A Riley attorney, Matt Lembke, said the recount Siegelman requested is illegal because state law prohibits the ballots from being unsealed except in "very limited" circumstances. He did not elaborate what circumstances would allow a recount.

Siegelman, 56, is trying to win a second term and post a rare Democratic victory in the South after the GOP won governor's races in Georgia, South Carolina and Arkansas on Tuesday.

Riley, 58, a three-term congressman, has criticized Siegelman as the overseer of "the most corrupt administration in my adult lifetime."

Baldwin County took center stage when election officials released results Tuesday night showing Siegelman with 19,070 votes — enough for a narrow victory statewide. Later, they recounted and reduced Siegelman's tally to 12,736 votes — enough to give Riley the victory.

Probate Judge Adrian Johns, a member of the county canvassing board, blamed the initial, higher number on "a programming glitch in the software" that tallies the votes. The governor claimed results were changed after poll watchers left.

Both candidates declared victory. While Siegelman toured tornado damage Thursday, Riley met with trustees at the University of Alabama in Tuscaloosa to discuss his transition.

Joe Espy, head of Siegelman's legal team, said the campaign had lined up a voter in each county to seek a recount Friday, and the campaign or the Democratic Party will post the bond required under state law. If the recount alters the results of the election, the bond is returned and the county bears the cost of the recount.

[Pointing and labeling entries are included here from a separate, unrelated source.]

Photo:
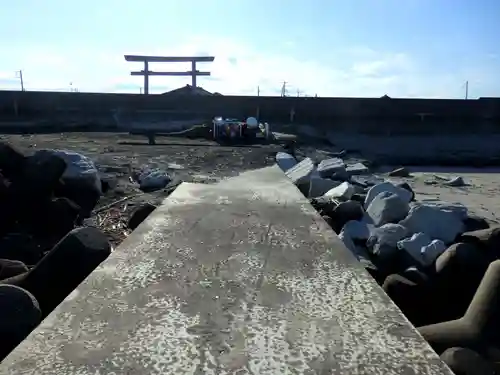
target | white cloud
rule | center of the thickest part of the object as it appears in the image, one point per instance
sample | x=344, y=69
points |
x=237, y=69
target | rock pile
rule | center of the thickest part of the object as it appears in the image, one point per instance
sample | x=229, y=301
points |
x=43, y=255
x=438, y=263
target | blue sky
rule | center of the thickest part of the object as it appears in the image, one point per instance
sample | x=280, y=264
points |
x=403, y=48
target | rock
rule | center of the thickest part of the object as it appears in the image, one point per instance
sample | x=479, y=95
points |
x=324, y=205
x=404, y=194
x=400, y=172
x=359, y=198
x=457, y=208
x=422, y=248
x=151, y=179
x=344, y=191
x=357, y=169
x=436, y=223
x=409, y=296
x=344, y=212
x=349, y=235
x=319, y=186
x=357, y=230
x=80, y=171
x=406, y=186
x=387, y=207
x=366, y=181
x=38, y=179
x=456, y=182
x=285, y=161
x=19, y=315
x=10, y=268
x=487, y=239
x=21, y=247
x=63, y=214
x=383, y=240
x=328, y=167
x=11, y=160
x=464, y=361
x=457, y=274
x=479, y=327
x=473, y=222
x=64, y=267
x=415, y=275
x=140, y=214
x=302, y=172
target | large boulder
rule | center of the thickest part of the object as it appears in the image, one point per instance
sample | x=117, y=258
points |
x=423, y=249
x=319, y=185
x=285, y=161
x=344, y=212
x=329, y=167
x=387, y=207
x=344, y=191
x=383, y=240
x=301, y=173
x=437, y=223
x=375, y=190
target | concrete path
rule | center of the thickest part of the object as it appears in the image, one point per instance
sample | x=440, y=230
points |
x=241, y=277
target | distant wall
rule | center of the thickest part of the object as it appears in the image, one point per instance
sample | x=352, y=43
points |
x=384, y=114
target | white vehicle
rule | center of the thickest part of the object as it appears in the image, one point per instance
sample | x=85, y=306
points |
x=233, y=128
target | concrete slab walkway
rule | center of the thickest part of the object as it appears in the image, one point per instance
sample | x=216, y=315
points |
x=241, y=277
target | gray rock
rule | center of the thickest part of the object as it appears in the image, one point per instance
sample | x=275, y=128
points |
x=422, y=248
x=357, y=169
x=406, y=186
x=301, y=173
x=384, y=240
x=329, y=167
x=456, y=182
x=404, y=194
x=457, y=208
x=319, y=186
x=345, y=212
x=344, y=191
x=399, y=172
x=19, y=315
x=285, y=161
x=435, y=222
x=387, y=207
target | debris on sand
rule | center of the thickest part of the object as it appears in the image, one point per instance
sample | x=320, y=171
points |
x=437, y=261
x=43, y=197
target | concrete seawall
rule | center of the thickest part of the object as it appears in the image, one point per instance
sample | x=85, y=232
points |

Espy said Siegelman would not file any litigation over the election. "I do not believe the people of this state will stand for the courts getting involved in this election," he said.

Attorney General Bill Pryor, a Republican, said a recount in Baldwin County would not help the governor. He said the first numbers — the ones that gave Siegelman the victory — add up to more than the actual number of voters.

"It looks like we've got a new governor," added Chuck Grainger, attorney in the secretary of state's office.

Also, an Associated Press analysis of disputed election returns show that if Siegelman received 19,070 votes in Baldwin County, the county's vote totals would be far out of line with voting patterns in Alabama's other 66 counties. But if Siegelman received the lower figure of 12,736 votes, the total would be in keeping with the trend in other counties. The AP analysis was based on a comparison of vote totals for governor and for senator in each county.

Baldwin County certified its revised tally Wednesday. Siegelman complained it acted too swiftly, saying state law sets certification for Friday.

Pryor said even though the law specifies Friday, canvassing boards should certify the results on the same day and time they have used in the past.

It wasn't immediately known if Baldwin County has certified votes the day after an election in the past.

A professor who studied voting systems nationwide in the wake of the 2000 presidential debacle in Florida called Baldwin County's 6,334-vote adjustment against Siegelman "huge" for a county using optical scanning machines.

"This is very unusual," said Stephen Ansolabehere, a political scientist with the Massachusetts Institute of Technology. But he cast doubt on any deliberate mischief.

"You'd have to have someone throw away 6,000 ballots," he said.

More election trouble cropped up Thursday when Mobile County officials discovered 187 absentee ballots they hadn't counted. The counting began Wednesday afternoon.